#AcademicTwitter, there is a great tendency towards more transparency, reflection and inflection about publishing, process, success and failure in our work. This one, has been more failure than success for most of the time, so let me share a short story on this article. Thread...
This piece is based on the last of 5 substantive empirical chapters of my PhD that I wrote about 3 years ago. It's been in several ways the least intended and most haphazard chapter, but at the same time the most intriguing to research.
While some of my supervisors said it's the most important and useful chapter of my dissertation, draft versions of it were rejected by two journals before this final version ended up getting published. That process taught me about the uneven world of academic publishing...
I've long been and I still am skeptical and critical of academic publishing. Economically, it is to large extent a huge scam controlled by a small crowd of private publishers making big money by extracting value of publicly-funded research.
Moreover, being published does not offer infallible judgment of quality. I've managed to get poor research published and be rejected for very good research. The quality of editors and reviewers is as variable than that of us authors, piece per piece.
In this particular case, I began by submitting a previous draft of my paper to a very distinguished journal specialising on African affairs. After two rounds of reviews and revisions, it was a tight decision...
As so often, there was one spot-on reviewer offering highly critical but useful feedback. The second one was, let's say, ok, but not really a big help. The editors, however, were the best...
Despite obvious weaknesses in the manuscript, they pushed me to improve theoretically and empirically, by providing extremely detailed and engaged editor reviews/comments.
In the end, I was told that my re-re-submitted paper sat on the very thin edge of being published, but that – given both remaining flaws on my side and a queue of Congo-focussed papers – they would give it a pass. Still, I was thankful for the process.
After reworking the paper, I then submitted to another journal, specialising rather in eastern African studies.
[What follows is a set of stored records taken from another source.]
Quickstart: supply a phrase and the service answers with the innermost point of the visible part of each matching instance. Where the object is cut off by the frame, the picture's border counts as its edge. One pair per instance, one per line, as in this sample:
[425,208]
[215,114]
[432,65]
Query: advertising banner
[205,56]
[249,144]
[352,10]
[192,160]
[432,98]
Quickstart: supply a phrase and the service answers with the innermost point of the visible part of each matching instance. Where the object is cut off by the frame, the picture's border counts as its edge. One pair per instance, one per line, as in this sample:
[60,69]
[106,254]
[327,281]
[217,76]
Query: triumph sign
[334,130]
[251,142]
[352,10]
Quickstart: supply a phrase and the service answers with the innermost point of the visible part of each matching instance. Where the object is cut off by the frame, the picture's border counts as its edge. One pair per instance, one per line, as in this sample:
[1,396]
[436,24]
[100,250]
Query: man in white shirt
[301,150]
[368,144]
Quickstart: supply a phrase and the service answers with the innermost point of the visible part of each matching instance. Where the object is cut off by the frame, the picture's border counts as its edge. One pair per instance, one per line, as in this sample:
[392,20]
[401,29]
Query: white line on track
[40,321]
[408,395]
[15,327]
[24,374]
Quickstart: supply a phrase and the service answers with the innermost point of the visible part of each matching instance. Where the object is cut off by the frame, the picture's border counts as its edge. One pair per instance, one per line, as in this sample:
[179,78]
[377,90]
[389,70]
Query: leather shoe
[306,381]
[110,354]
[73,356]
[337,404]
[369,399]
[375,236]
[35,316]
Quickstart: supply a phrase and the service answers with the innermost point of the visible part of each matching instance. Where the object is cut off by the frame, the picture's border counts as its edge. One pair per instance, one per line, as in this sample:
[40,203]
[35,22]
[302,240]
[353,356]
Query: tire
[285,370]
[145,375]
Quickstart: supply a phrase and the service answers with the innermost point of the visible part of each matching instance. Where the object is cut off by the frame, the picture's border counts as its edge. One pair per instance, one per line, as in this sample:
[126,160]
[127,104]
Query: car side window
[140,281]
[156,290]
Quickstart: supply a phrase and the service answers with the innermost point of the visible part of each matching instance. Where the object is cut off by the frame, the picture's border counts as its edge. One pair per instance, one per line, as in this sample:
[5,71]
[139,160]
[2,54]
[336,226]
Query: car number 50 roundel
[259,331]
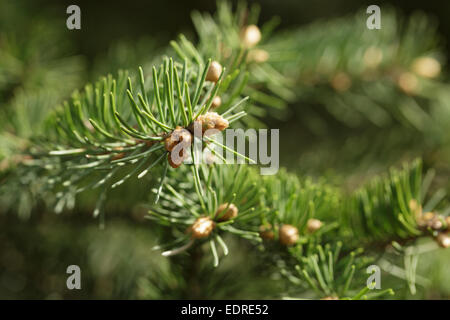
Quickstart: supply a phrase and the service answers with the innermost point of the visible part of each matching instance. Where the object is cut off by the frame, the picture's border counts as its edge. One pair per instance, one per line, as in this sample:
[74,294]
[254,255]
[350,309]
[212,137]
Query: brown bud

After a very long wait I received some lukewarm reviews that I tried to address the best possible way.
Having resubmitted the piece, I waited roughly 8 months without real news. When I pressed and asked for the status, I got a rejection without explanation except for "it wasn't in the scope" of the journal (though curiously, my first submission had been in the scope!?).
I was slightly surprised, but given the lousy performance by both reviewers and editors handling my work, I thought it was probably for the better. Yet, still curious, I asked around and figured that this is a regular pattern.
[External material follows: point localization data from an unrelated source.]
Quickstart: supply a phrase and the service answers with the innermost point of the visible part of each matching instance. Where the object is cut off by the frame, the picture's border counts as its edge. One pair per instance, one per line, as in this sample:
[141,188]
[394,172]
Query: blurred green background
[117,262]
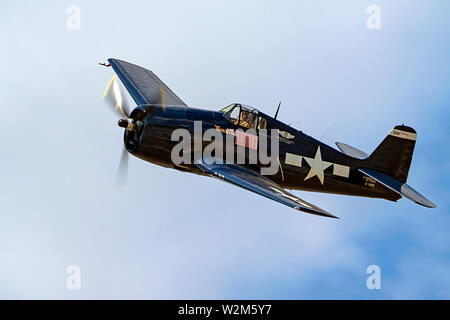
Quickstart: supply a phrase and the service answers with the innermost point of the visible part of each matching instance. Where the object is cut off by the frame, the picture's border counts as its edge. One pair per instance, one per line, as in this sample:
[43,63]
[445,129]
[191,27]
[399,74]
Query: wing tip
[321,213]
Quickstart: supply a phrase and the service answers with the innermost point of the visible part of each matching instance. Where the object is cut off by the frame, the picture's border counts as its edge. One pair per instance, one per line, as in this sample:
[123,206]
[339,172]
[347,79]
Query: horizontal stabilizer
[402,189]
[351,151]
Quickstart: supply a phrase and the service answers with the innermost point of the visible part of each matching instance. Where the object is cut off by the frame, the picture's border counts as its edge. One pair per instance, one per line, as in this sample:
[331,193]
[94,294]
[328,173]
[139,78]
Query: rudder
[393,156]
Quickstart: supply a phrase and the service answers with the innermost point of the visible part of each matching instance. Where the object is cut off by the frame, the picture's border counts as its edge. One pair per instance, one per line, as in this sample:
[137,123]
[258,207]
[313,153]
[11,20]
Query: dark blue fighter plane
[304,163]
Bear in mind, while some journals have fantastic teams, others are just a bunch of disinterested and unprofessional folks. Such is life, such are humans. I am myself alone a great and a shitty researcher at the same time, depending on moment, mood, topic and other factors.
Finally, I significantly re-oriented/rewrote the piece and thought, in a last try I'll just pick a journal I've really liked for long (which turned out to be @ROAPEjournal) and, in case I fail again, I'll self-publish as a @5uluhu working paper (bribing my co-editor @RadleyBen).
Resubmitted there, I faced again the classic reviewer composition (one very engaged and helpful, the second semi-interested but fine.). After revisions, editors accepted by paper. Yet, reviewer two had – in broken English – complained that my English wasn't great.
That's another recurrent issue in academic publishing. English dominates, for both good (common ground) and less good (exclusion) reasons. I told @ROAPEjournal editors that I was on a precarious contract with no funding to pay professional editing.
And, to my surprise, the reaction was even better I could imagine. My editor wrote me expressing understanding, and connected me to the to the absolutely fabulous Clare Smedley, who helped fine-tuning stuff. What followed was the most pleasant publishing experience I had so far.
Why am I tweeting all this? Academic publishing is a stressful process to many, and there is an unhealthy balance between a peer-review process that is only in theory fair, anonymous and non-discriminatory and a pressure to 'publish or perish'.
We should all question & critique these things much more publicly & openly. Being published is but one in many criteria to judge if you do good research. Being published is a result as much of luck than academic skill. Never forget that when you face shitty reviewers or journals.
To end this impure mixture of rant and motivational speech, I'd like to thank those who helped my producing this piece, and the entire @ROAPEjournal team.